Esa tarde Dan Holiday había llevado en el coche a un tal Seamus O'Brien, un hombre que había hecho una fortuna vendiendo una empresa tecnológica a finales de los años noventa y se había comprado un equipo de la NBA. O'Brien había ido a Washington a reunirse con un grupo de legisladores que compartían sus mismos valores, y también para hacerse una foto con un grupo de estudiantes de una escuela pública experimental, residentes al este del río Anacostia. Les había traído pósters firmados por uno de sus jugadores, un escolta proveniente de Eastern High. O'Brien jamás volvería a ver a esos chicos, ni a participar en sus vidas, pero una fotografía suya con un puñado de sonrientes niños negros le haría sentir en paz con el mundo y por otra parte quedaría muy bien en la pared de su oficina.
Holiday le escuchó hablar en el coche de las ayudas públicas a los estudiantes, de la oración en el colegio y de su deseo de ejercer una influencia en la cultura del país, porque ¿de qué servía el dinero si no se hacía una buena obra con él? Sus frases estaban salpicadas de referencias al Señor y a su salvador personal, Jesucristo. Holiday sintonizó la radio satélite para oír The Fish, un programa cristiano adulto y contemporáneo, pero después de la primera canción O'Brien le pidió que buscara Bloomberg News.
Ésa había sido su jornada: llevar a un rico empresario de una cita a otra, esperarle en la puerta y luego conducirle al aeropuerto. Un buen puñado de dinero, pero cero absoluto en el departamento de logros personales. Por eso nunca se despertaba por las mañanas con los ojos bien abiertos, como cuando era policía. En aquel entonces siempre estaba deseando ir al trabajo. En cambio ahora, su trabajo ni le gustaba ni le dejaba de gustar. No era más que una especie de cuentakilómetros, un viaje sin destino, una pérdida de tiempo.
Holiday se llevó la copa y un paquete de tabaco al balcón, que daba al aparcamiento. Más allá se veía la parte trasera del Hecht's, en el centro comercial de P.G. Plaza. Un hombre y una mujer discutían en algún lugar, en algunos coches que conducían despacio por el parking se oía música rap de estremecedores bajos, de otros salían los diálogos de sintetizadores y percusión propios del go-go.
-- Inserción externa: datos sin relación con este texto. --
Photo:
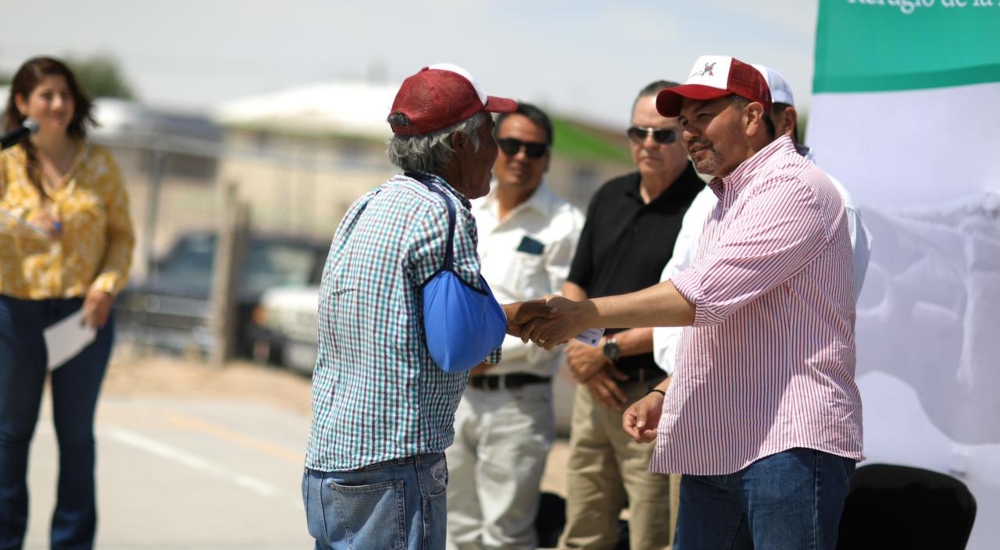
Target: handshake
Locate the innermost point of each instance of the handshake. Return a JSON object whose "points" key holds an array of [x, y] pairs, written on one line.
{"points": [[549, 321]]}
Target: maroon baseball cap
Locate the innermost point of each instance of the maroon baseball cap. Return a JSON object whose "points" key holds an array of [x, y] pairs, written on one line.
{"points": [[439, 96], [712, 77]]}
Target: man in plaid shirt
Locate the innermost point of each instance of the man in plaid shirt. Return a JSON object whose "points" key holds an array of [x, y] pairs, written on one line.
{"points": [[375, 473]]}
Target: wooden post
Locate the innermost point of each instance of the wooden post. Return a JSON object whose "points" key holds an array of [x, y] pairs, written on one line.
{"points": [[229, 253]]}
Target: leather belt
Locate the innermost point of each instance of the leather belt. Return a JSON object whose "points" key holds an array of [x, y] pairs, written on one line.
{"points": [[505, 381], [644, 374]]}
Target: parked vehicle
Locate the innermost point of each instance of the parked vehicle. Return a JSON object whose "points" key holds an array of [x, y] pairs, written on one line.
{"points": [[284, 328], [171, 309], [286, 334]]}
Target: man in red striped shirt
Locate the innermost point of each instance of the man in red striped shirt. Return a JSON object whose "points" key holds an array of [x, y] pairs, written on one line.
{"points": [[762, 416]]}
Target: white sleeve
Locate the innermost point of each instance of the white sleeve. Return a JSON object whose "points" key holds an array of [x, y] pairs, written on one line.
{"points": [[665, 339]]}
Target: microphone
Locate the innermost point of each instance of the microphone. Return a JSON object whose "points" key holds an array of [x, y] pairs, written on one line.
{"points": [[28, 127]]}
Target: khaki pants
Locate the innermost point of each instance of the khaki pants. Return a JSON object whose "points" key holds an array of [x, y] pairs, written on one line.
{"points": [[605, 467], [502, 440]]}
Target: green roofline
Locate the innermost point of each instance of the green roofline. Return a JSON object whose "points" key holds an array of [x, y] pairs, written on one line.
{"points": [[580, 142], [574, 140]]}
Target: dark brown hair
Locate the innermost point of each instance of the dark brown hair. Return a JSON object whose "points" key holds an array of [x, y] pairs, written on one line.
{"points": [[25, 81], [27, 78]]}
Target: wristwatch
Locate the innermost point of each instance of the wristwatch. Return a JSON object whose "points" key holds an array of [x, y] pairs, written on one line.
{"points": [[611, 350]]}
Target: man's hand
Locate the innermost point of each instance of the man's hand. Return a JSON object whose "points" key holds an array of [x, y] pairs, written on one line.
{"points": [[96, 308], [642, 418], [570, 320], [584, 361], [605, 390], [519, 313], [481, 368]]}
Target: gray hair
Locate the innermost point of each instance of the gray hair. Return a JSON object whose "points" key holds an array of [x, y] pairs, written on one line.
{"points": [[431, 152]]}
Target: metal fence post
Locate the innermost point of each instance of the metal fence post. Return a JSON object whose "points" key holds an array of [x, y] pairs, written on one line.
{"points": [[229, 255]]}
Los sonidos llegaban hasta Holiday, pero no le molestaban ni perturbaban el escenario que se estaba formando en su mente. Pensaba en un hombre a quien le gustaría oír la historia del adolescente asesinado en el jardín comunitario de Oglethorpe. Holiday bebió un trago, preguntándose si ese hombre seguiría vivo.
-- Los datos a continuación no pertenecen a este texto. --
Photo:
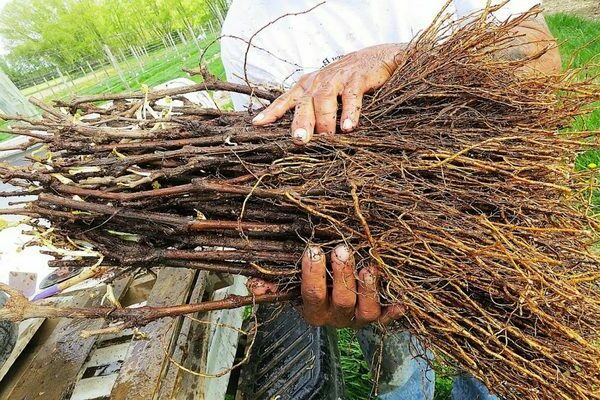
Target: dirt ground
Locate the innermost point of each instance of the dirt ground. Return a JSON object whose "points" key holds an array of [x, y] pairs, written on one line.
{"points": [[584, 8]]}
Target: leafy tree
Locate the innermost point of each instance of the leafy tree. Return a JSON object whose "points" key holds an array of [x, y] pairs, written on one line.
{"points": [[45, 34]]}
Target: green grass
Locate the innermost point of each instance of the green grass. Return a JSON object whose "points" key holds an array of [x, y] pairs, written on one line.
{"points": [[4, 135], [159, 67]]}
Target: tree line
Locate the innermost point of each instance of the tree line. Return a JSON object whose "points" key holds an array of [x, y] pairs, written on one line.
{"points": [[43, 34]]}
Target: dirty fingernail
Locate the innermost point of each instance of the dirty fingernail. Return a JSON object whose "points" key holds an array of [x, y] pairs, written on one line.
{"points": [[258, 118], [300, 134], [347, 124], [342, 253]]}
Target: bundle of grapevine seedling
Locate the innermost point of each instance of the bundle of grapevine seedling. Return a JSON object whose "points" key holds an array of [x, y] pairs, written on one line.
{"points": [[459, 185]]}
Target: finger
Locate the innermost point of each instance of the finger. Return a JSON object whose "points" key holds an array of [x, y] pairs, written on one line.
{"points": [[368, 308], [314, 286], [343, 295], [352, 97], [279, 106], [392, 313], [325, 103], [259, 287], [303, 124]]}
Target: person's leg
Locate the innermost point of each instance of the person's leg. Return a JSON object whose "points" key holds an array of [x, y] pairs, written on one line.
{"points": [[466, 387], [405, 374]]}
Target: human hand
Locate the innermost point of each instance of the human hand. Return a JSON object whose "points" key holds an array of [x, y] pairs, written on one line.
{"points": [[351, 302], [315, 96]]}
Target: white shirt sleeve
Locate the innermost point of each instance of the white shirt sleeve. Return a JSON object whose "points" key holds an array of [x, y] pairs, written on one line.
{"points": [[509, 10]]}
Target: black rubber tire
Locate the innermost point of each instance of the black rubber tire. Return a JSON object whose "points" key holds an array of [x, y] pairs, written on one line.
{"points": [[8, 334]]}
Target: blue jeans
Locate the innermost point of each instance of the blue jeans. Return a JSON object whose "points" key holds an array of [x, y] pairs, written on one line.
{"points": [[405, 373]]}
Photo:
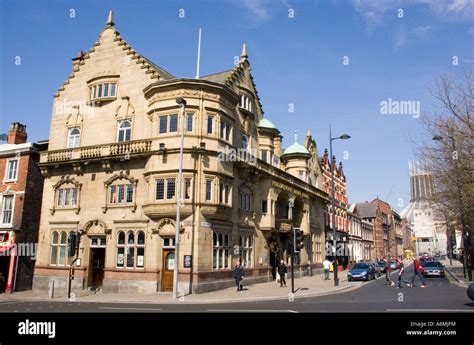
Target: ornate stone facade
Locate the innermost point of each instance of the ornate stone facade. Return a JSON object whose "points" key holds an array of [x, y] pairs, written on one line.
{"points": [[111, 173]]}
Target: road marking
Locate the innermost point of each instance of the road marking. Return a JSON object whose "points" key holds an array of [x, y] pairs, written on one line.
{"points": [[126, 308], [432, 310], [252, 311], [4, 303]]}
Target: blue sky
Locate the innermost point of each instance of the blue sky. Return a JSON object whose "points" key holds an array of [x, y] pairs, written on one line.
{"points": [[295, 60]]}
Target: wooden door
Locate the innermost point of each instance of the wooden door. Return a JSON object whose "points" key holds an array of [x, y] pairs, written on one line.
{"points": [[167, 270], [97, 266]]}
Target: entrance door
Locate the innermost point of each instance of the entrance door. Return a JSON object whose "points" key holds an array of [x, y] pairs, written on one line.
{"points": [[167, 271], [97, 266], [4, 268]]}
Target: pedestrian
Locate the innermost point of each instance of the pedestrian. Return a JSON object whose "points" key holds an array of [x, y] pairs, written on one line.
{"points": [[388, 270], [326, 266], [238, 275], [417, 270], [282, 272], [400, 274]]}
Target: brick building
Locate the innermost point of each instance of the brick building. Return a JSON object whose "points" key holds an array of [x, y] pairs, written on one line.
{"points": [[342, 236], [20, 205]]}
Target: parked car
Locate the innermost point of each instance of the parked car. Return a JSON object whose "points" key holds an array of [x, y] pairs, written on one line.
{"points": [[361, 270], [432, 268], [378, 270]]}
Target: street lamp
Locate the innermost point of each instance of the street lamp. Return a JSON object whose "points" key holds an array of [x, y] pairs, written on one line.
{"points": [[182, 104], [465, 233], [331, 139]]}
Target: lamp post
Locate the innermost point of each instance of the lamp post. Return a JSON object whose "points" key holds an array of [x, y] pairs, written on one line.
{"points": [[465, 233], [182, 104], [331, 139]]}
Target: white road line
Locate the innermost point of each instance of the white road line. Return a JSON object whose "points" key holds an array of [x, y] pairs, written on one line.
{"points": [[433, 310], [125, 308], [4, 303], [252, 311]]}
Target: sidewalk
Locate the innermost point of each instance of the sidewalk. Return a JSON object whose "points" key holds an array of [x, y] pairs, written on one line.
{"points": [[455, 272], [304, 287]]}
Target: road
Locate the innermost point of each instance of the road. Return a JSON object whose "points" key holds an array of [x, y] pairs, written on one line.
{"points": [[376, 296]]}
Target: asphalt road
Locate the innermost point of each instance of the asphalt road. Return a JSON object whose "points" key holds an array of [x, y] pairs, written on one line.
{"points": [[440, 296]]}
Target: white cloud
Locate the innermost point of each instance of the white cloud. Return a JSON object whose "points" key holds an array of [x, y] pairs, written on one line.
{"points": [[374, 11], [258, 8]]}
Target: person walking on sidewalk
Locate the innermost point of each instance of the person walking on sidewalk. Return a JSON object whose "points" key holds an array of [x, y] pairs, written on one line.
{"points": [[400, 274], [326, 266], [388, 270], [417, 269], [282, 269], [238, 275]]}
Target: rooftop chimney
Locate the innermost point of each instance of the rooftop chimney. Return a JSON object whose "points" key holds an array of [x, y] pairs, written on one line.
{"points": [[17, 133]]}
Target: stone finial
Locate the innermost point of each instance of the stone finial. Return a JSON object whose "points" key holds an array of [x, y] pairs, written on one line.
{"points": [[244, 51], [110, 21], [244, 55]]}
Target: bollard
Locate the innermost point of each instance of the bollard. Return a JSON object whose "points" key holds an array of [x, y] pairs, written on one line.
{"points": [[470, 291], [51, 289]]}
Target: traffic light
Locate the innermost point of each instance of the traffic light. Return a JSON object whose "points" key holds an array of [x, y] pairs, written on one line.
{"points": [[73, 241], [298, 238]]}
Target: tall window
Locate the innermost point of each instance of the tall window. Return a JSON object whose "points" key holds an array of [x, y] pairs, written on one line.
{"points": [[187, 188], [121, 194], [245, 201], [58, 248], [131, 249], [210, 121], [67, 197], [208, 190], [165, 189], [264, 155], [220, 253], [245, 103], [168, 123], [225, 131], [245, 142], [224, 190], [246, 247], [7, 209], [103, 90], [189, 122], [124, 131], [11, 173], [74, 137], [173, 123]]}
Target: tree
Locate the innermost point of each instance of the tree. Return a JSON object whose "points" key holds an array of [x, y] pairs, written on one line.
{"points": [[449, 157]]}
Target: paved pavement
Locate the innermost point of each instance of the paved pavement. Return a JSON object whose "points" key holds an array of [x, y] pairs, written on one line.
{"points": [[305, 286], [455, 272], [441, 296]]}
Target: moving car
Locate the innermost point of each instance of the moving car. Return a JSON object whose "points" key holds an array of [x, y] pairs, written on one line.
{"points": [[361, 270], [433, 268], [377, 268]]}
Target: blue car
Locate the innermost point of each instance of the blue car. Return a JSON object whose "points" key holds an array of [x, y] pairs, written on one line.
{"points": [[362, 271]]}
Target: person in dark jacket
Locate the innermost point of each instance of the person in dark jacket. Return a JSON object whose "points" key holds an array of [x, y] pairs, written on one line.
{"points": [[417, 269], [282, 270], [238, 275]]}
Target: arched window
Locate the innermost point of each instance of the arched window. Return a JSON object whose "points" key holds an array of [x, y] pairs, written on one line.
{"points": [[131, 252], [220, 254], [58, 248], [74, 137], [124, 130], [246, 250], [245, 142]]}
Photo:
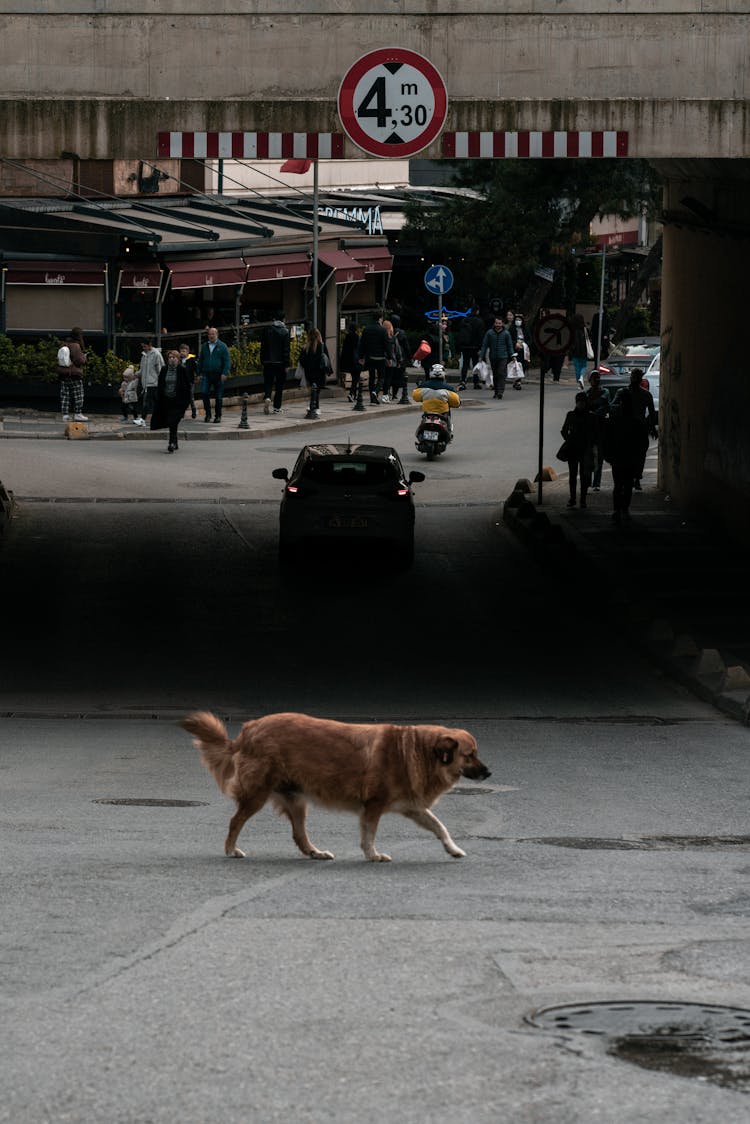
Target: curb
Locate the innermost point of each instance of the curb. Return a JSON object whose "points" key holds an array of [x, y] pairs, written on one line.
{"points": [[705, 672]]}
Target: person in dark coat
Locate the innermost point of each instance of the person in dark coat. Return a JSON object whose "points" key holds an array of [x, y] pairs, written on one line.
{"points": [[349, 362], [578, 431], [375, 349], [313, 362], [625, 441], [172, 398], [469, 337], [274, 361]]}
Ramone y Regina cenaron con una botella de vino. Cuando la acabaron abrieron otra, algo bastante inusual. Estuvieron hablando intensamente de la muerte del amigo de Diego y en un momento dado Regina se echó a llorar, no sólo por Asa y no sólo por sus padres, con los que tampoco tenía demasiada relación, sino por ella misma, pensando en lo espantoso que sería perder a uno de los suyos de esa manera.
– El Señor debería castigarme por ser tan egoísta -comentó, enjugándose las lágrimas con una risita avergonzada-. Es sólo que tengo miedo.
– Es natural -contestó Ramone. No le dijo que él temía por sus hijos todos los días.
En la cama se besaron y se abrazaron, pero ninguno tomó la iniciativa para hacer el amor. Para Gus sobre todo, un beso apasionado era siempre preludio de otra cosa, pero no esa noche.
– Dios está llorando -soltó de pronto.
– ¿Qué?
– Eso dijo Terrance Johnson. Estábamos en el patio y empezó a llover. ¿Te imaginas?
– Bueno, no es raro que Terrance piense en Dios.
– No, lo que quiero decir es que, si tu hijo se muere de esa forma, o pierdes por completo la fe o estás tan furioso con Dios que reniegas de él.
– Terrance recurrirá ahora a Dios más que nunca. En eso consiste la fe.
– Pareces Rhonda.
– Es que a las negras nos gusta mucho la iglesia.